ETFS, on a supplemental basis, acknowledges that, absent ETFS’ solicitation in connection with the 2024 Annual Meeting, Messrs. Steinberg, Neuger and Bossone receiving a significant number of “AGAINST” votes would not necessarily be a “clear and unequivocal message to the Board that they must appoint an independent financial advisor to examine strategic alternatives.” However, ETFS respectfully submits to the Staff that it is specifically because ETFS is running a ‘vote against’ campaign against these three directors, who occupy significant leadership positions on the Board, as a referendum on the Company appointing an independent financial advisor to examine strategic alternatives that, depending on the level of votes that are actually cast “AGAINST” the re-election of such directors by stockholders, stockholders would be sending a “clear and unequivocal message to the Board that they must appoint an independent financial advisor to examine strategic alternatives.”

 

April 30, 2024

Page 5

Quorum, page 17

6.We note the disclosure here that brokers may have discretionary authority to vote shares on the proposal to ratify the appointment of Ernst & Young. However, the Company's proxy statement indicates that where brokers receive your proxy materials and because this is considered a contested solicitation for these purposes, no routine matters exist on the card for brokers receiving your materials. Please revise or advise.

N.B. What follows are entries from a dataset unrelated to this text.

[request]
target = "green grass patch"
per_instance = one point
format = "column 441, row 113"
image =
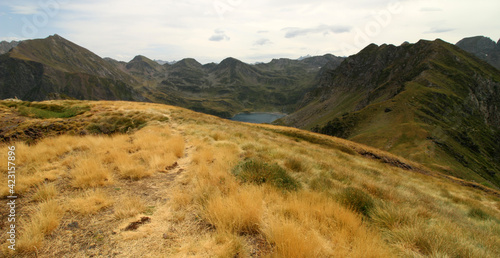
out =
column 258, row 172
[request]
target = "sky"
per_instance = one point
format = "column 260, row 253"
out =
column 249, row 30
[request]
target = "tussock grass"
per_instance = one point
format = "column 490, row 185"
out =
column 45, row 192
column 43, row 221
column 89, row 202
column 129, row 206
column 258, row 172
column 89, row 172
column 238, row 212
column 354, row 201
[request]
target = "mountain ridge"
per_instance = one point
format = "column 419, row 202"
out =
column 430, row 101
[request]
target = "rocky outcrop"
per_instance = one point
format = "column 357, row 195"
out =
column 482, row 47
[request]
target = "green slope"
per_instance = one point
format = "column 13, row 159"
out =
column 430, row 102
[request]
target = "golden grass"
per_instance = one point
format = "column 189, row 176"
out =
column 238, row 212
column 43, row 221
column 45, row 192
column 201, row 209
column 89, row 172
column 89, row 202
column 129, row 206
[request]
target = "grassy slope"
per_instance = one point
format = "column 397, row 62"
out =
column 431, row 121
column 166, row 189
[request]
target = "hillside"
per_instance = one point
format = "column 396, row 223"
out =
column 430, row 102
column 132, row 179
column 55, row 68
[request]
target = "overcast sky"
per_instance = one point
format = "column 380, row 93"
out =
column 249, row 30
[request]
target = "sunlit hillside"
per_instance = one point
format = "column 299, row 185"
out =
column 130, row 179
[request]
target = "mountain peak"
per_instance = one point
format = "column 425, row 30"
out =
column 483, row 47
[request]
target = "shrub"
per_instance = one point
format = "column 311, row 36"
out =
column 294, row 164
column 357, row 200
column 258, row 172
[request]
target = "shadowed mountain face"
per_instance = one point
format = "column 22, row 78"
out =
column 7, row 46
column 54, row 68
column 430, row 101
column 482, row 47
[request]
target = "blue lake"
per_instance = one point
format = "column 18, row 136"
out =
column 257, row 117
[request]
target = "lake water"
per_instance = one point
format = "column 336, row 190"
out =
column 257, row 117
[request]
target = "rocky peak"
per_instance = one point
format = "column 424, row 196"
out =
column 482, row 47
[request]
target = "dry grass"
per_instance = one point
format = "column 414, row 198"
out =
column 44, row 219
column 129, row 206
column 45, row 192
column 89, row 202
column 238, row 212
column 348, row 205
column 89, row 172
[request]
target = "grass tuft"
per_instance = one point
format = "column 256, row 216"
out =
column 357, row 200
column 258, row 172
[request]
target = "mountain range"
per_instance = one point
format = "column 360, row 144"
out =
column 431, row 102
column 54, row 68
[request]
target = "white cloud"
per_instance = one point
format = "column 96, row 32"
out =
column 261, row 42
column 323, row 29
column 24, row 9
column 219, row 36
column 172, row 30
column 431, row 9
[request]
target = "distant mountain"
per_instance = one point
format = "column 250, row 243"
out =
column 144, row 66
column 482, row 47
column 57, row 68
column 164, row 62
column 6, row 46
column 430, row 101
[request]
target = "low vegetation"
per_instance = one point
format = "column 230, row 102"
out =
column 196, row 185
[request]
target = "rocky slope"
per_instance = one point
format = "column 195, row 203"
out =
column 7, row 46
column 430, row 101
column 133, row 179
column 57, row 68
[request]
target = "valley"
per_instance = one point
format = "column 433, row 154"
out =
column 390, row 152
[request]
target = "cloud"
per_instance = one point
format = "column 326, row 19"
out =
column 431, row 9
column 24, row 9
column 324, row 29
column 438, row 30
column 219, row 36
column 262, row 42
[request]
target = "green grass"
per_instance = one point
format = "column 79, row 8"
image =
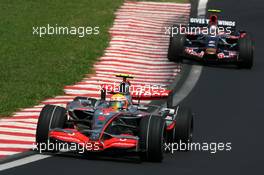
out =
column 33, row 68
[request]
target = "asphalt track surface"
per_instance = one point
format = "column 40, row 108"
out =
column 228, row 106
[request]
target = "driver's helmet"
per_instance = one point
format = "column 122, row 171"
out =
column 213, row 29
column 118, row 101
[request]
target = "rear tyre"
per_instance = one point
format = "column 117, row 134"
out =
column 50, row 117
column 151, row 138
column 183, row 131
column 245, row 58
column 176, row 46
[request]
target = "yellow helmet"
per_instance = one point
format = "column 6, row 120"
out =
column 118, row 101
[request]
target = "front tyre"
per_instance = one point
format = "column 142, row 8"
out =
column 50, row 117
column 184, row 126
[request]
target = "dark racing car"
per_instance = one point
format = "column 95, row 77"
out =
column 211, row 41
column 117, row 124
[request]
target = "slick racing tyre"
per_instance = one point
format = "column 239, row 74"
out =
column 50, row 117
column 91, row 100
column 183, row 131
column 176, row 45
column 245, row 56
column 151, row 141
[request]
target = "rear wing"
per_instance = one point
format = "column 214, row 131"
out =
column 138, row 92
column 205, row 22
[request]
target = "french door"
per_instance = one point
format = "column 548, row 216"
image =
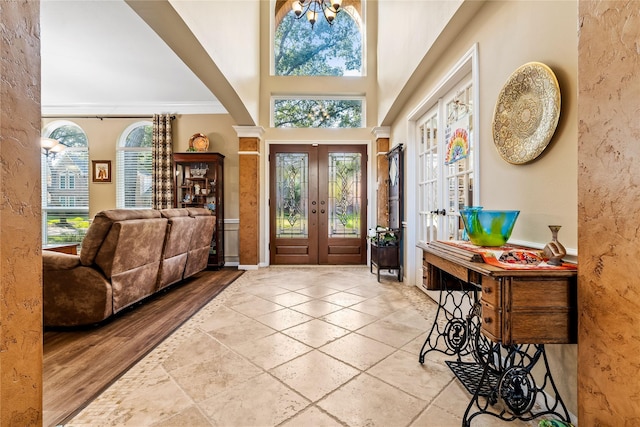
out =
column 317, row 204
column 446, row 164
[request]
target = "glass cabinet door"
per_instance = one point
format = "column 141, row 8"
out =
column 199, row 183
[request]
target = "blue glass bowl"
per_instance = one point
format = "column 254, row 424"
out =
column 488, row 228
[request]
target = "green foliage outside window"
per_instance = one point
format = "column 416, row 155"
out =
column 317, row 113
column 325, row 50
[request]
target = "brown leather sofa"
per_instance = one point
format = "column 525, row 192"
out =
column 127, row 255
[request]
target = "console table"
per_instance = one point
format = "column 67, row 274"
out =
column 501, row 319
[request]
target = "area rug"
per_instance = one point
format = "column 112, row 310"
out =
column 80, row 364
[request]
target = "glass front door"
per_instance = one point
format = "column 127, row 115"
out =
column 318, row 204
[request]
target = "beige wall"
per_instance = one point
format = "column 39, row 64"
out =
column 103, row 136
column 508, row 35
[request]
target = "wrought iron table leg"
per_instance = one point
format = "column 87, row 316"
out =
column 454, row 338
column 507, row 389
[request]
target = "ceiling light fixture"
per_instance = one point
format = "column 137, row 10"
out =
column 312, row 9
column 50, row 145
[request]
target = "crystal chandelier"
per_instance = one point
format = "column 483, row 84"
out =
column 312, row 9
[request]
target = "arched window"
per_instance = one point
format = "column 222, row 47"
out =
column 134, row 167
column 321, row 50
column 65, row 185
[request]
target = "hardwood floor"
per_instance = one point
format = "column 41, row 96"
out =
column 79, row 364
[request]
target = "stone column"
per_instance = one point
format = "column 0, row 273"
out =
column 608, row 213
column 382, row 175
column 250, row 189
column 20, row 213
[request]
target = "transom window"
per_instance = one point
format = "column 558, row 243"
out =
column 134, row 170
column 318, row 112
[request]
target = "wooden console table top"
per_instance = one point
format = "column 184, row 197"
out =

ETFS acknowledges the Staff’s comment and has revised the Proxy Statement accordingly. Please see page 17 of the Proxy Statement.

Solicitation of Proxies, page 19

7.Your disclosure states that the solicitation of proxies will be made by, among other people, certain employees of ETFS. Please describe the class or classes of employees to be so employed, and the manner and nature of their employment for such purpose. Refer to Item 4(b)(2) of Schedule 14A.

ETFS acknowledges the Staff’s comment and has revised the Proxy Statement to reflect that only directors and officers of ETFS may solicit proxies in the normal course of their duties without any additional compensation and to remove any reference to employees of ETFS soliciting proxies. Please see page 19 of the Proxy Statement.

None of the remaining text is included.